There are still many things ailing Zimbabwe cricket - that's been obvious on a tour in which they've failed to challenge the Black Caps in any way. But most disheartening has been the fielding, not only because Zimbabwe had a reputation for it pre-2005 but also because there's no excuse for not doing it well.

No cricketer coming through St George's College in Harare, where De Grandhomme went to high school, would have passed through the first form without an education on Colin Bland from the Under-14 coach Mike Nash.

Nash was an undoubted cricket tragic, and although I remember the tedium of his interminable lectures, his passion clearly came through because I also remember his description of Bland's technique - how it was refined to the extent that he would always have his right foot halfway to the ground at the moment the ball was struck by the batsman, ready to propel him in the appropriate direction.

Such stories made it clear just how much Bland relished fielding, which is not something you sense in the Zimbabwe of today. Although Bland played Test cricket for South Africa he was born in Bulawayo and represented Rhodesia in the Currie Cup, making him one of Zimbabwe's great cricket treasures.

Sadly Nash passed away a few years ago, because his history lessons could be an asset for Zimbabwe right now. The six-year black hole that preceded their return to Test cricket has to some extent drained the memories of what the country has achieved, taking national pride along with it. Even the 1990s feel like a distant, disconnected reminiscence, and what's needed is for someone to tie the previous eras to the current one as a reminder of what Zimbabwe's cricketers represent.

A couple of plucky performances against New Zealand last year suggested that Zimbabwe were beginning to realise this, and as Peter Roebuck put it, were transforming from boys to men. But the belief has bled out of them on this tour as every chance has been spilled, the confidence built up over six months of hard work draining from the psyche to be replaced by self-doubt.

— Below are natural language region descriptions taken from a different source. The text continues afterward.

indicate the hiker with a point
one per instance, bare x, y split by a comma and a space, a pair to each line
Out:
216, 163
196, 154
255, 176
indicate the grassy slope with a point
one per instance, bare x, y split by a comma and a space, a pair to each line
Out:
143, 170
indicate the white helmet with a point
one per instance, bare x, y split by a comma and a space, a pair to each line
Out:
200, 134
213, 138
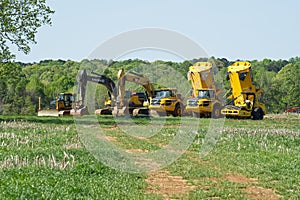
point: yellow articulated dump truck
(59, 107)
(244, 97)
(167, 101)
(204, 100)
(132, 103)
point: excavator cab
(167, 101)
(65, 101)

Improving their fielding is the best way to restore self-respect, but it will also have the important effect of buying them time and goodwill in the eyes of the rest of the cricketing world - some of whom are already questioning Zimbabwe's Test status after last month's humiliation by the Black Caps.

I was reminded of this when I was alerted to a piece by South African Nobel Prize winner JM Coetzee in a new book by Christian Ryan entitled Australia: Story of a Cricket Country. In the chapter, Coetzee recalls listening to South Africa's tour of Australia in 1952 over the radio as a 12-year-old boy.

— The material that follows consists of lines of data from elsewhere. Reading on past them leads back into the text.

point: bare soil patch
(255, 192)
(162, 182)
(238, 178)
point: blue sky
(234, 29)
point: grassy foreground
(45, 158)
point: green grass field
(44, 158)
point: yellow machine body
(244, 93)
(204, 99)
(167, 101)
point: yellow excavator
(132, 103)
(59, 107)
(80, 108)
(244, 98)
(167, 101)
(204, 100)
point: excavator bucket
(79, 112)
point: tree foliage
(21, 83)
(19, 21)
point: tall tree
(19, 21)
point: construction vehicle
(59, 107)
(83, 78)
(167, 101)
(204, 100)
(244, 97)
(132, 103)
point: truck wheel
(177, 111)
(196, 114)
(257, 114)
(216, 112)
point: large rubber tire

At that time the Springboks were fairly rubbish, but their captain Jack Cheetham and manager Ken Viljoen decided they could make up for some of their shortcomings by giving "top priority to fielding, using this hitherto underexploited department of the game as part of the attack."

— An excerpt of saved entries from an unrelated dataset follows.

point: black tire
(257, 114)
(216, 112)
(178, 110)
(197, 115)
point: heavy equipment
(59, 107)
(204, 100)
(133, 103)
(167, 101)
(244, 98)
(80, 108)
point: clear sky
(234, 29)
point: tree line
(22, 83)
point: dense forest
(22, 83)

It was, Coetzee says, "something of a landmark in the history of the game, at least for forms of the game played under a critical public eye. Not only would good-hearted public tolerance of incompetent fielding henceforth begin to evaporate, but it had been convincingly demonstrated that a middling group of players could be moulded into a winning team around a core of excellence in fielding, the department of the game in which the quality of the ensemble - as opposed to the qualities of individual players - comes out most clearly."

South Africa went on to share the series 2-2.

Fielding well is no novel concept these days, but there is still plenty that Zimbabwe can take from those sentiments.